NHS hospital funding in England could be tied to patient satisfaction

5 hours ago 7

Money for hospitals could be linked to patient ratings, it has been reported, as one of the health bosses tasked with implementing the government’s 10-year plan for the NHS in England warns it faces an existential threat unless it reconnects with the public.

The measure, under which services could lose a proportion of their funding if patients were unhappy, is reportedly part of a package due to be announced by the prime minister next week.

But clinicians have expressed concern that the proposal risks performing surgery on the NHS with a blunt instrument, rather than the scalpel required.

According to the Times, patients would be contacted shortly after their treatment. If they reported themselves dissatisfied, about 10% of “standard payment rates” would be diverted to a local “improvement fund”.

The report suggested it could first be implemented in areas of the service with a poor record of care. Maternity services are said to be among the first to test the system after the health secretary, Wes Streeting, launched a national investigation into NHS maternity services in England, saying “maternity units are failing, hospitals are failing, trusts are failing, regulators are failing”.
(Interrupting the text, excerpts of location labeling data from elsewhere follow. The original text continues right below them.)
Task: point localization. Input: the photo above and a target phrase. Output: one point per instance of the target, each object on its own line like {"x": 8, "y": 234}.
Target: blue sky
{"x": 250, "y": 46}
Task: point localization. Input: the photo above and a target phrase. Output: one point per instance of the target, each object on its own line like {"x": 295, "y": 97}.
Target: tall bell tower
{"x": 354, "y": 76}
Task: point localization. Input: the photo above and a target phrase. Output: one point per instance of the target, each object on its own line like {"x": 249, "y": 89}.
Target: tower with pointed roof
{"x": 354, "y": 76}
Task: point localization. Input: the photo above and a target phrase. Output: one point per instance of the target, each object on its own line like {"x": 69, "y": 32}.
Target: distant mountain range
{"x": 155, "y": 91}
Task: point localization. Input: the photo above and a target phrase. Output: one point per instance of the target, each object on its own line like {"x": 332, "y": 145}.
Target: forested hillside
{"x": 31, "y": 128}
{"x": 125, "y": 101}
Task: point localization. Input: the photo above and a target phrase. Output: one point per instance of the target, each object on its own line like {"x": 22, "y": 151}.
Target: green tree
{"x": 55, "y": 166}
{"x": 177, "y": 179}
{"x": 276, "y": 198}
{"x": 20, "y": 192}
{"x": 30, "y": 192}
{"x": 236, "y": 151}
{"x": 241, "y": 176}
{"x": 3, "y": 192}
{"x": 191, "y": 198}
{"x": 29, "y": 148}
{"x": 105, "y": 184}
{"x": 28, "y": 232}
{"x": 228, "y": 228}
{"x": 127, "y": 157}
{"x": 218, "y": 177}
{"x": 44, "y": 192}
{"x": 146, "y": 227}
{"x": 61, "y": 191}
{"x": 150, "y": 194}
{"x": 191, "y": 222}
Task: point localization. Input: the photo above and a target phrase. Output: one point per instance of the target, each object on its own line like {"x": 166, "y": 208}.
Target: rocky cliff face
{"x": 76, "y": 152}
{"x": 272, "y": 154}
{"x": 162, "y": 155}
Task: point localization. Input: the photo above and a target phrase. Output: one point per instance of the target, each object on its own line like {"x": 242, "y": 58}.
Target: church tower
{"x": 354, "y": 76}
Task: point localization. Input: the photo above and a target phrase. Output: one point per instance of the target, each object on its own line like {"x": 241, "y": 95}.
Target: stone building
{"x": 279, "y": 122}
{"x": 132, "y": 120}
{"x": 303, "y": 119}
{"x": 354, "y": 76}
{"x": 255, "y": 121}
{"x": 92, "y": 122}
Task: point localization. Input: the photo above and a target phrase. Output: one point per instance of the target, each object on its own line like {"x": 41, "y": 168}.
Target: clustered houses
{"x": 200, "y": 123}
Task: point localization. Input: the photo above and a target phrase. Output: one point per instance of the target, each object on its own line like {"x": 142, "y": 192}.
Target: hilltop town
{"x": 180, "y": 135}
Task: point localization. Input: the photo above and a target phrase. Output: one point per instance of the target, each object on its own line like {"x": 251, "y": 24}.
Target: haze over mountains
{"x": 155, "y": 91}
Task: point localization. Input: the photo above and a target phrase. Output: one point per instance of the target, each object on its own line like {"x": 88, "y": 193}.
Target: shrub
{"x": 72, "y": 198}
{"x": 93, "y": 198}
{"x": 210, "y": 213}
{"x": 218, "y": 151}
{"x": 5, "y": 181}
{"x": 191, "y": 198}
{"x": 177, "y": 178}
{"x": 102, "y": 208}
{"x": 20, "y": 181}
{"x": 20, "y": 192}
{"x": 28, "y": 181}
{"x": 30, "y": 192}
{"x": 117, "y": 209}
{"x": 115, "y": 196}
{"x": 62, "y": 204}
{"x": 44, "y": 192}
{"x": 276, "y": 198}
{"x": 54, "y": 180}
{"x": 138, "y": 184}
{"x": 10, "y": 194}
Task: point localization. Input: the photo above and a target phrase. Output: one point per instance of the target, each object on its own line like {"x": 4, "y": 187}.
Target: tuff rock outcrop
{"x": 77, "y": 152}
But Matthew Taylor, the chief executive of the NHS Confederation, said: “None of our members have raised this idea with us as a way of improving care and, to our knowledge, no other healthcare system internationally adopts this model currently.

“Patient experience is determined by far more than their individual interaction with the clinician and so, unless this is very carefully designed and evaluated, there is a risk that providers could be penalised for more systemic issues.”

It came as the new head of the NHS in England said the service had “built mechanisms to keep the public away”. Sir Jim Mackey told the Telegraph: “We’ve made it really hard, and we’ve probably all been on the end of it. You’ve got a relative in hospital, so you’re ringing a number on a ward that no one ever answers. The ward clerk only works nine to five, or they’re busy doing other stuff; the GP practice scrambles every morning.

“It feels like we’ve built mechanisms to keep the public away because it’s an inconvenience.”

Mackey warned that the disconnect between NHS services and the public could result in the loss of the public health service altogether. “The big worry is: if we don’t grab that, and we don’t deal with it with pace, we’ll lose the population. If we lose the population, we’ve lost the NHS. For me, it’s straightforward: The two things are completely dependent on each other.”

Streeting said on Wednesday that the government’s 10-year plan would also aim to “address one of the starkest health inequalities”, which he claims is the unequal access to information and choice when it comes to healthcare.

Mackey said: “We’ve got to somehow reorientate it; think about how do we find people who need us, how do we stop thinking: ‘It’s going to be a pain in the arse if you turn up because I’m quite busy’ and instead think about how do we find out what you need and get it sorted.”